Back in 1999, after discussing where we go after we die, a friend of mine suggested that I read Ishmael by Daniel Quinn. In a matter of days I finished. That was pretty good considering that up until that point in my life I could count the number of books I’ve read on one hand. It didn’t take long after that and I devoured everything Quinn had written. From that point on I went from a person with little or no interest in books to someone that would be content reading 4 to 5 hours a day. Quite literally the library could be my second place of residence.
One of the books I ran across on my reading journey was a book about the cordwood building method: The Sauna by Rob Roy. After reading that I knew I had to get out of debt. Since my only debt at that time was a mortgage I had taken out to build my conventional stick frame house, I knew the next step I would have to take would be to sell it. My plan than was to use the equity I had built up to pay for the land and materials for another house building venture. And cordwood seemed like the way to go. Plus, I had spent a lot of time in the woods as a logger, so I knew a little bit about the woods.
A few years later, I managed to sell the house and 20 acres. I then went with my plan of using the equity to pay for the land that I would eventually build the cordwood building on. Luckily, there was 32 acres for sale within a few miles from the house I had just sold. It was priced reasonable, so I bought it. Now it was time to experiment with cordwood.
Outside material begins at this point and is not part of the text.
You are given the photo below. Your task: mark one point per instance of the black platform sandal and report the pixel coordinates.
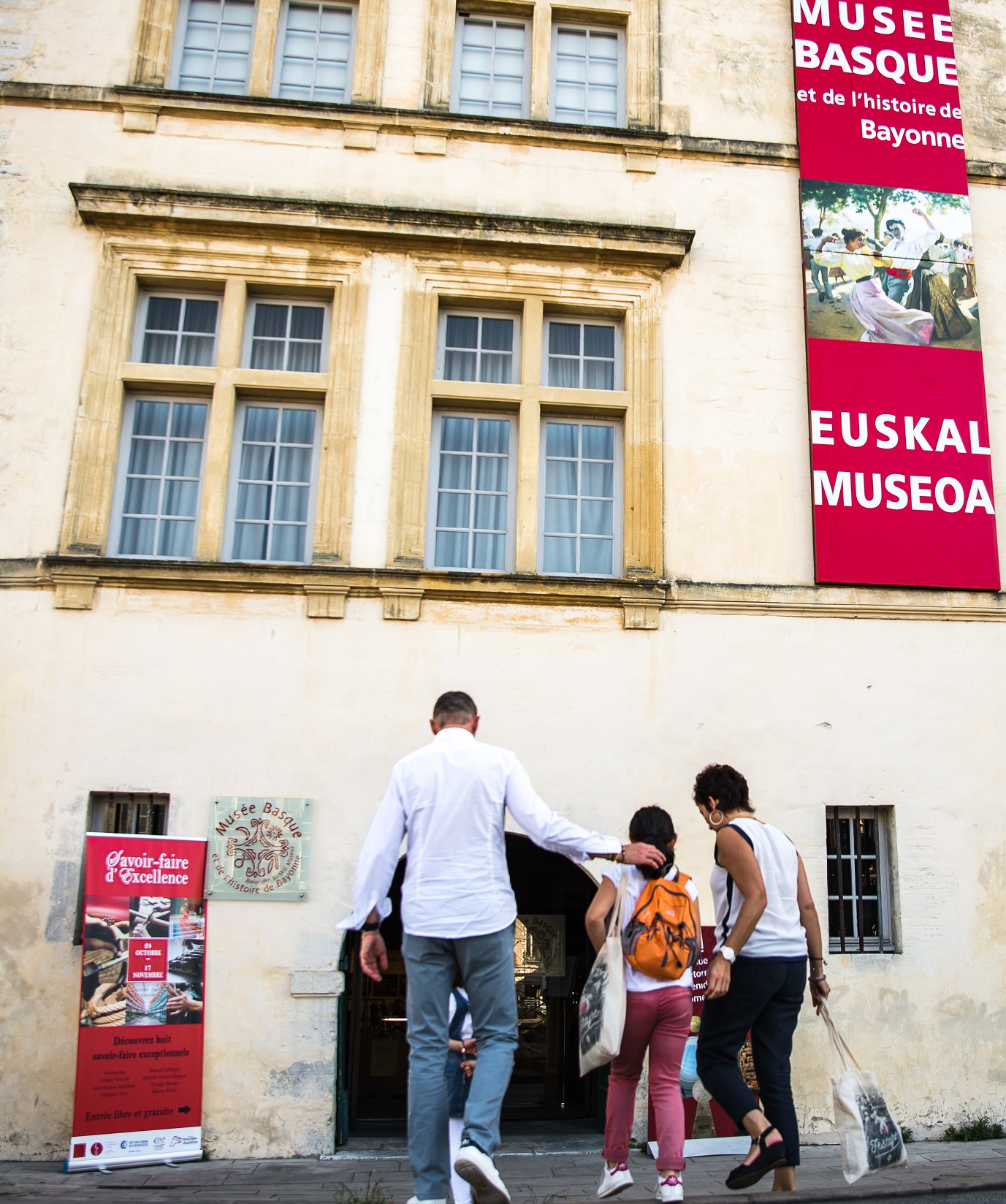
(769, 1157)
After reading various people’s experiences with the cordwood building method, we (by this time I had met Annie) figured that a practice building would be the way to start out. Again, Rob Roy’s Sauna book was useful. The 10’ x14’8” rectilinear post and beam sauna design he illustrates and writes about seemed do-able.
And, as you can see from the pictures, approximately five years after I opened up The Sauna book, we’ve got a good start on our on-going process of building with cordwood. We plan on starting our 41ft. diameter cordwood round house next spring.
If you’re interested in connecting up with other experienced cordwood builders, I highly recommend checking out Daycreek. Everyone there has been extremely helpful to us during this process. And another invaluable resource regarding cordwood is Rob Roy’s website.